Coore's son, Stephen 'Cat' Coore, of reggae group, Third World, fame along with the deceased diplomat's granddaughter, Rita Widener partnered with entertainer AJ Brown to deliver a thrilling musical tribute. Other tributes came from The National Chorale of Jamaica and two of Coore's other sons, Michael and Ivan.
Coore was born in Anchovy, St James and acquired his secondary education at Jamaica College in Kingston.
He studied economics at McGill University in the US, then law at Oxford University and at Middle Temple in London. He was admitted to the Jamaican Bar in 1951.

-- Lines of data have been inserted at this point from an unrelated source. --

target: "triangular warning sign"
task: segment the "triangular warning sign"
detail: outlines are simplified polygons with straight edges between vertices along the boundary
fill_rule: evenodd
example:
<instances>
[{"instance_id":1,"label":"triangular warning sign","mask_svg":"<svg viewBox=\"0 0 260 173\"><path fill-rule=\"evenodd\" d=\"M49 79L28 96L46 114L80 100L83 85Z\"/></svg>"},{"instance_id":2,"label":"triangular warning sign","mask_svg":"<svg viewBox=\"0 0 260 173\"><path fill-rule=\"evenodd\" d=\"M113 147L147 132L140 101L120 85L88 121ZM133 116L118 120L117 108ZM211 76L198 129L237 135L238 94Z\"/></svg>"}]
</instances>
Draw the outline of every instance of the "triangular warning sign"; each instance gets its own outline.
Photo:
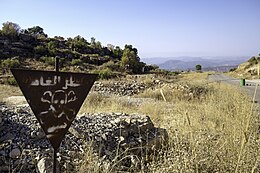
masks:
<instances>
[{"instance_id":1,"label":"triangular warning sign","mask_svg":"<svg viewBox=\"0 0 260 173\"><path fill-rule=\"evenodd\" d=\"M96 74L11 69L55 150L76 117Z\"/></svg>"}]
</instances>

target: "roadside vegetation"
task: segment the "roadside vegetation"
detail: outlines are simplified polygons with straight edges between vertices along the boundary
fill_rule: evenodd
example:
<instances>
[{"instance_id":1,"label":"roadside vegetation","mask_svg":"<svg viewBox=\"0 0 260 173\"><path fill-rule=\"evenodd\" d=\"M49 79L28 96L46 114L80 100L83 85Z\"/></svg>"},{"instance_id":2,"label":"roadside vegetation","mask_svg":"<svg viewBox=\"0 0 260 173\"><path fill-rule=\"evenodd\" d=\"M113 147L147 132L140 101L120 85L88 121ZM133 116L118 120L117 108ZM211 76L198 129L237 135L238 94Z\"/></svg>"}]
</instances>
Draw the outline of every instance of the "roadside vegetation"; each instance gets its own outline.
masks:
<instances>
[{"instance_id":1,"label":"roadside vegetation","mask_svg":"<svg viewBox=\"0 0 260 173\"><path fill-rule=\"evenodd\" d=\"M131 168L132 172L259 172L259 117L252 98L240 88L207 83L205 74L197 74L176 81L200 88L192 99L162 86L136 96L147 98L140 105L91 93L82 109L142 113L167 129L168 147L156 151L158 155L141 170ZM114 171L113 164L99 165L91 150L86 153L81 172Z\"/></svg>"}]
</instances>

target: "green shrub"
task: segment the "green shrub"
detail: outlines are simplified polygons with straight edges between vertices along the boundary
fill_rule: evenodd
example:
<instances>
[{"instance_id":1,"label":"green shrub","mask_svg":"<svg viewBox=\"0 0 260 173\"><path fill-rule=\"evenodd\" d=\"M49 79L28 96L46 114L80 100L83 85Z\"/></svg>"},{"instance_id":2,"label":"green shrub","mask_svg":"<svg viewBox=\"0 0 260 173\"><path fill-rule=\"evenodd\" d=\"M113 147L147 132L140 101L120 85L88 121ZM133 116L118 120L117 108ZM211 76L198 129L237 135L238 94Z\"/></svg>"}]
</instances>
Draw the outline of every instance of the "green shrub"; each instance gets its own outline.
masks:
<instances>
[{"instance_id":1,"label":"green shrub","mask_svg":"<svg viewBox=\"0 0 260 173\"><path fill-rule=\"evenodd\" d=\"M9 84L9 85L17 85L17 82L16 80L13 78L13 77L10 77L6 80L6 84Z\"/></svg>"},{"instance_id":2,"label":"green shrub","mask_svg":"<svg viewBox=\"0 0 260 173\"><path fill-rule=\"evenodd\" d=\"M2 68L17 68L20 66L20 62L18 59L5 59L1 61Z\"/></svg>"},{"instance_id":3,"label":"green shrub","mask_svg":"<svg viewBox=\"0 0 260 173\"><path fill-rule=\"evenodd\" d=\"M112 71L116 71L120 68L119 64L114 61L108 61L100 66L101 69L111 69Z\"/></svg>"},{"instance_id":4,"label":"green shrub","mask_svg":"<svg viewBox=\"0 0 260 173\"><path fill-rule=\"evenodd\" d=\"M54 57L47 57L47 56L43 56L40 58L41 62L44 62L48 65L55 65L55 58Z\"/></svg>"},{"instance_id":5,"label":"green shrub","mask_svg":"<svg viewBox=\"0 0 260 173\"><path fill-rule=\"evenodd\" d=\"M81 59L73 59L71 62L70 62L71 65L82 65L83 64L83 61Z\"/></svg>"},{"instance_id":6,"label":"green shrub","mask_svg":"<svg viewBox=\"0 0 260 173\"><path fill-rule=\"evenodd\" d=\"M236 67L235 68L231 68L230 70L229 70L229 72L233 72L233 71L236 71Z\"/></svg>"},{"instance_id":7,"label":"green shrub","mask_svg":"<svg viewBox=\"0 0 260 173\"><path fill-rule=\"evenodd\" d=\"M47 53L47 49L42 45L38 45L38 46L34 47L34 52L37 54L44 55Z\"/></svg>"},{"instance_id":8,"label":"green shrub","mask_svg":"<svg viewBox=\"0 0 260 173\"><path fill-rule=\"evenodd\" d=\"M98 74L99 79L109 79L113 78L116 75L113 73L113 71L109 68L103 69L103 70L96 70L94 73Z\"/></svg>"}]
</instances>

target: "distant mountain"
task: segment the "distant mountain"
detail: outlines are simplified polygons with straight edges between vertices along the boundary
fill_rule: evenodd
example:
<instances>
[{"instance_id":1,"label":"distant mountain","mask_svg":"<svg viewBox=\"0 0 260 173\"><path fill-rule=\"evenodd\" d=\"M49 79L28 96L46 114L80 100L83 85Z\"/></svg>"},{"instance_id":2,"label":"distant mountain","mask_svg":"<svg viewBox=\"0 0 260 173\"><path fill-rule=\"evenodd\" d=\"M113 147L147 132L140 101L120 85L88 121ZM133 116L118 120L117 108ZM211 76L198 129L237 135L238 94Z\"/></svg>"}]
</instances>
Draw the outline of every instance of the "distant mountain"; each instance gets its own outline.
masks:
<instances>
[{"instance_id":1,"label":"distant mountain","mask_svg":"<svg viewBox=\"0 0 260 173\"><path fill-rule=\"evenodd\" d=\"M168 57L168 58L146 58L142 59L147 64L156 64L161 69L179 71L195 70L200 64L202 70L228 71L247 61L249 56L243 57Z\"/></svg>"}]
</instances>

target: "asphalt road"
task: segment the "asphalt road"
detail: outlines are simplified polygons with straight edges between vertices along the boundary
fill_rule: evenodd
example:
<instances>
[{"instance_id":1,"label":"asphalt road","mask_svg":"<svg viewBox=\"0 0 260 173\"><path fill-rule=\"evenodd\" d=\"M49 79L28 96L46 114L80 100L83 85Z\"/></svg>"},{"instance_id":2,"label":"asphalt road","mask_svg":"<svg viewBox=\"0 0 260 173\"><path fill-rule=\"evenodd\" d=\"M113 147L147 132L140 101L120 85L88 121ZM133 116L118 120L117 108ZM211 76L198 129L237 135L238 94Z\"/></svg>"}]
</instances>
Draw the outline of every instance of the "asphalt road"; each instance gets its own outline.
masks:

Over the years, Coore earned himself the reputation as one of Jamaica's most brilliant attorneys, noted for his peerless articulation and acuity of mind.
In 1959 he was appointed a member of the Legislative Council, and in 1961 became a member of the team that had the tricky and arduous task of drafting the Jamaica Constitution.
Coore served in the executive organs of the People's National Party, rising to the post of chairman. He was member of parliament for St Andrew West Central from 1967 to 1976, and St Andrew West from 1976 to 1978.
He served as minister of finance and deputy prime minister from 1972 until 1978 when he resigned to take up a post with the Inter-American Development Bank as its representative in the Dominican Republic and Barbados until 1986.
In 1989 he took up office as minister of foreign affairs and foreign trade while also serving as minister of legal affairs and attorney general.
Coore died from complications relating to pneumonia.